Disques

Trotignon-Angelich : les stimulations croisées

Les frontières musicales érigées au cours des époques tendent parfois à s’atténuer voire à s’effacer sous l’impulsion de fortes personnalités. Le jazz et la musique dite « classique » ne se rencontrent que rarement. C’est le cas ici, sous l’impulsion du bouillonnant pianiste de jazz Baptiste Trotignon qui abat généreusement quelques barrières. La parution de cet album consacre plusieurs œuvres élaborées de sa plume alerte et destinées aux plus larges publics. S’il intervient ponctuellement comme interprète, c’est au grand pianiste « classique » d’origine américaine Nicholas Angelich qu’il confie l’essentiel de ce programme.
Le plat de résistance n’est autre qu’un grand concerto pour piano et orchestre intitulé « Different Spaces ». Ainsi que l’indique clairement Baptiste Trotignon, cette œuvre est le résultat d’une rencontre à la fois culturelle et amicale. Au confluent de l’héritage classique qui l’a formé et de la « chaleur des pulsations » d’un rythme qui l’imprègne, cette partition doit aussi beaucoup à son amitié avec Nicholas Angelich dont il admire légitimement l’accomplissement musical. Comme pour éviter d’être le « pianiste de jazz qui s’écrit son propre concerto », il n’est pas lui-même l’interprète de son œuvre qu’il confie ainsi à Nicholas Angelich.

Les quatre mouvements de ce concerto s’agencent de manière parfaitement structurée et le langage richement tonal du compositeur rend l’écoute parfaitement accessible. L’écriture du Moderato Tranquillo initial évoque irrésistiblement celle du grand Béla Bartók. Au point d’héberger un choral de cuivres comme emprunté à son Concerto pour Orchestre et qui confère à ce volet une profonde nostalgie. La vivacité de l’Allegro scherzando qui s’enchaîne directement permet au rythme de dominer, tout en ménageant une étrange plage de méditation.

La dénomination très bartokienne de l’Adagio religioso égrène une rêverie poétique d’un grand pouvoir expressif, d’une émotion contenue qu’alimente essentiellement le piano solo. Avec l’Allegro Agitato final s’épanouit la verve rythmique de Baptiste Trotignon, jusqu’à l’exaltation jubilatoire de la coda. Voici une œuvre riche et originale, sans référence évidente au monde du jazz, qui devrait aisément trouver sa place dans les concerts symphoniques. Efficacement soutenu par l’Orchestre national Bordeaux Aquitaine, dirigé par son chef Paul Daniel, Nicholas Angelich s’investit totalement dans l’exécution de cette partition colorée qui semble s’inscrire dans la continuité d’un Ravel.

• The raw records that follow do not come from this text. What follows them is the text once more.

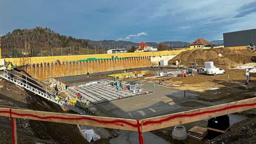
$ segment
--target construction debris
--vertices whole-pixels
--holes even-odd
[[[189,130],[188,136],[196,140],[201,141],[207,136],[207,129],[195,126]]]

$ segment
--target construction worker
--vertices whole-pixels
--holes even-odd
[[[55,100],[56,101],[59,100],[60,100],[60,98],[58,96],[58,94],[59,93],[59,90],[58,89],[58,87],[57,87],[57,85],[54,84],[54,90],[55,91],[54,92],[54,94],[55,95]]]
[[[8,61],[7,64],[9,64],[7,65],[7,70],[9,72],[10,76],[11,76],[11,78],[13,78],[13,74],[12,73],[12,72],[13,72],[13,64],[11,62],[10,62],[9,61]]]
[[[81,94],[79,91],[77,92],[76,96],[77,96],[77,98],[78,98],[78,99],[79,99],[79,100],[80,100],[80,101],[81,101]]]
[[[85,102],[85,112],[87,114],[89,114],[89,104],[87,102],[87,101]]]
[[[10,61],[8,61],[6,63],[6,66],[8,66],[9,64],[10,64]]]

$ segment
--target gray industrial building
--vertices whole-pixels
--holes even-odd
[[[225,47],[256,45],[256,29],[223,33],[223,38]]]

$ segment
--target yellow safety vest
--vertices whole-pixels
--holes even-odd
[[[7,68],[8,70],[13,69],[13,66],[11,64],[11,63],[9,64],[8,65],[8,68]]]
[[[89,104],[87,102],[85,103],[85,108],[88,108],[89,107]]]

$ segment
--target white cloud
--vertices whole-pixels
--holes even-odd
[[[131,38],[133,38],[134,40],[137,40],[140,38],[141,36],[148,36],[148,34],[147,32],[142,32],[140,33],[138,33],[137,34],[130,34],[126,36],[126,37],[124,38],[118,38],[117,40],[128,40]]]

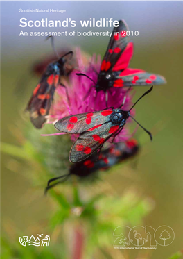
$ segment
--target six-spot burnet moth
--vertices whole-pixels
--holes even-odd
[[[70,133],[80,133],[79,137],[73,143],[69,160],[72,162],[78,162],[87,159],[96,150],[101,149],[103,144],[110,137],[114,137],[122,131],[126,120],[130,117],[149,135],[151,133],[133,118],[131,110],[145,95],[150,92],[153,86],[146,91],[129,110],[121,110],[122,105],[117,109],[103,110],[98,112],[78,114],[68,116],[58,120],[55,127],[60,131]]]
[[[110,144],[101,152],[99,156],[95,153],[89,158],[71,165],[69,174],[50,179],[45,191],[46,192],[49,189],[65,181],[71,175],[85,178],[96,171],[107,170],[116,163],[134,156],[139,150],[139,145],[134,139]],[[51,185],[53,182],[55,183]]]
[[[57,54],[51,39],[53,49]],[[48,65],[28,103],[26,109],[30,112],[31,120],[37,128],[41,128],[46,121],[56,87],[58,85],[65,87],[60,83],[60,77],[67,75],[64,64],[67,62],[65,56],[67,55],[72,56],[73,51],[67,53],[61,58],[58,57],[57,61]],[[66,92],[67,94],[67,89]]]
[[[95,83],[85,74],[76,74],[91,79],[94,83],[94,86],[97,92],[104,91],[106,93],[106,103],[107,103],[107,91],[112,87],[123,87],[166,83],[165,78],[160,75],[148,73],[142,69],[128,68],[133,55],[133,44],[128,42],[129,36],[126,34],[128,28],[125,22],[124,21],[119,22],[119,27],[117,28],[114,27],[113,29],[102,61],[97,82]]]

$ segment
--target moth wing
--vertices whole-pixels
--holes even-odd
[[[124,51],[114,65],[112,71],[120,71],[126,69],[133,56],[133,43],[128,42]]]
[[[128,31],[127,24],[124,21],[119,21],[119,26],[114,28],[112,34],[104,56],[101,70],[112,72],[119,58],[125,51],[129,37],[125,33]],[[119,33],[119,35],[118,35]],[[125,35],[123,36],[123,34]]]
[[[115,134],[119,128],[119,125],[113,126],[112,122],[109,122],[99,128],[84,132],[71,147],[70,161],[78,162],[89,157],[101,148],[104,142]]]
[[[33,91],[27,110],[31,120],[37,128],[41,128],[49,113],[55,88],[59,83],[59,75],[44,75]]]
[[[148,73],[141,69],[128,68],[116,76],[113,86],[120,87],[123,86],[156,85],[166,83],[166,81],[162,76]]]
[[[55,127],[62,132],[67,133],[81,133],[86,131],[97,128],[110,121],[112,110],[87,112],[67,116],[58,120]]]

Ecrits spécialement pour compléter le concerto, Trois Préludes pour piano seul et Trois Pièces pour deux pianos donnent la mesure du grand talent du compositeur pour l’expression de la confidence. Comme un voile nostalgique, entre ombre et lumière, survole les Trois Préludes, poétiquement interprétés par Nicholas Angelich. Enfin, dans les Trois Pièces pour deux pianos, Baptiste Trotignon rejoint son complice pour évoquer, dans la première et la troisième, les incantations motoriques des répétitifs américains, tandis que l’Elégie centrale conserve son mystère.

Alors que Nicholas Angelich est sur le point d’ouvrir la 36ème édition du festival Piano aux Jacobins, une manifestation à laquelle Baptiste Trotignon a déjà participé, cette parution ouvre largement les répertoires pour clavier(s).